Lorsqu’il leva les yeux pour tenter de deviner l’heure à la position du soleil, il sentit sa tête bourdonner comme s’il était resté en apnée trop longtemps.
— Il est presque seize heures, si tu veux savoir.
Le jeune homme sursauta. S’il avait reconnu la voix de Saphir, sa complice pour l’affaire qu’ils étaient venus régler à Solitude, il ne l’avait pas entendue approcher ni même remarqué sa présence, alors qu’elle s’était assise au pied de son rocher, juste à ses côtés. Une nouvelle fois, il s’interrogea sur la nature réelle de la mer et ne put s’empêcher de songer qu’elle jouait avec son esprit avec autant de facilité qu’il jouait avec les verrous.
— Tu es là depuis longtemps ? questionna-t-il en se relevant.
La voleuse l’imita. D’un geste, elle chassa le sable accroché à ses vêtements.
— A peine dix minutes, assura-t-elle.
— Pourquoi tu ne m’as pas signalé ta présence ?
Elle haussa les épaules.
— Tu avais l’air ailleurs. Je ne voulais pas te déranger.

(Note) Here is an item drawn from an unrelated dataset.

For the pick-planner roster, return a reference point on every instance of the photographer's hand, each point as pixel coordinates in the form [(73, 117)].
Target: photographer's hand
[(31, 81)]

Son regard, cependant, en disait bien plus long que ce qu’elle affirmait. Elle faisait partie des rares membres de la Guilde à tenter de le comprendre. Sans doute parce que, quelque part, elle partageait sa tristesse d’avoir perdu, enfant, sa famille dans des circonstances tragiques. Ou peut-être souhaitait-elle juste profiter d’un instant de calme et de repos avant d’accomplir leur mission.
Rune décida de la croire, cependant. Il la savait sincère, au moins avec lui. Après tout, elle lui avait révélé son passé, si sombre qu’il ne pouvait douter de son amitié, et, par conséquent, de sa franchise. Un sourire reconnaissant étira ses lèvres.
— Merci, déclara-t-il.
Il releva les yeux vers l’imposante arche de pierre perdue dans la brume, au loin, vers le sud.
— On a intérêt à y aller si on veut entrer dans la ville avant la tombée de la nuit, fit remarquer Saphir.
— Alors allons-y, confirma-t-il.
Alors que sa camarade s’éloignait, il jeta un dernier regard aux vagues qui venaient inlassablement s’écraser sur la plage grisâtre. Ses doigts serrèrent sa pierre, marquée de l’unique lien entre sa famille et lui. Il reviendrait. Et ce jour-là, il plongerait corps et âme à la recherche de son passé.